MediaCloud — A new tool to analyze global media coverage
March 16th, 2009 | by jz | Published in Future of the Internet
The Berkman Center has just launched a very cool new project, MediaCloud, which you can see over at mediacloud.org. They’re gathering stories from thousands of newspapers, blogs, and other news sources around the web, and then extracting piles of data from the stories—source, topic, entities mentioned, and so on. Their idea is to figure out how to analyze all that data to answer some longstanding, hard-to-answer questions about media overage. A few sample questions that Ethan Zuckerman suggests: What are the biggest differences between citizen media and mainstream media? Can we track the path of a news story that starts out poorly covered, but eventually explodes, and figure out what caused the shift? Is the blogosphere really an echo chamber?
Right now they’ve got a few neat tools hacked together to answer these questions. You can look at the top ten most covered topics in the news sources of your choice. You can map a source’s geographical coverage, so you could figure out which source to read if you’re especially interested in, say, Zimbabwe. You can also look at how terms show up together—for instance, to borrow another example from Ethan, you might also want to know what other terms show up in those Zimbabwe stories:
“[T]he BBC most closely associates Zimbabwe with cholera, followed by the United Kingdom, United Nations, United States. Over here, Fox News—Robert Mugabe as the first thing. So, which is an interesting example of sort of playing the man rather than playing the story. Daily Kos, this is sort of interesting: United States, Afghanistan, Iraq, Washington, China, Pakistan. My guess is that Daily Kos almost has no Zimbabwe-dedicated reporting. It’s sort of general commentary on Obama’s foreign policy.”
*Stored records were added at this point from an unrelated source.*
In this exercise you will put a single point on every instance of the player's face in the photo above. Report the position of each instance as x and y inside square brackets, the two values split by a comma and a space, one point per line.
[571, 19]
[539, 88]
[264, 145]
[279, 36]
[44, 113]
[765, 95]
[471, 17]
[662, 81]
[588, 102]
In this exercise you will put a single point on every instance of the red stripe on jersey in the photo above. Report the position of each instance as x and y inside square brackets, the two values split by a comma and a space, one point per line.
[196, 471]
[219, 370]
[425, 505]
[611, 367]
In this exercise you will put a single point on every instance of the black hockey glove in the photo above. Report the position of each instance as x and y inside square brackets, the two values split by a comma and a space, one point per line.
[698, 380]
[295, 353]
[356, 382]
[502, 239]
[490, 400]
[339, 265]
These tools are a lot of fun to play with, but the long-term goal is to distribute the work of building tools. The Berkman Center can provide the data, up to 15,000 sources or so, but its researchers can’t think of or implement all the potential creative ways of analyzing it. So they’re releasing all the data they’ve collected, and they want people to independently take up that data and do something unexpected or interesting with it. It’s not hard to think of several functions that it would be useful for someone to build (ability to search by topic rather than by source and language translation immediately jump to mind), and the commenters on the site are busily suggesting more. You can head on over and check it out, suggest some functions you’d like to see, or start building tools yourself.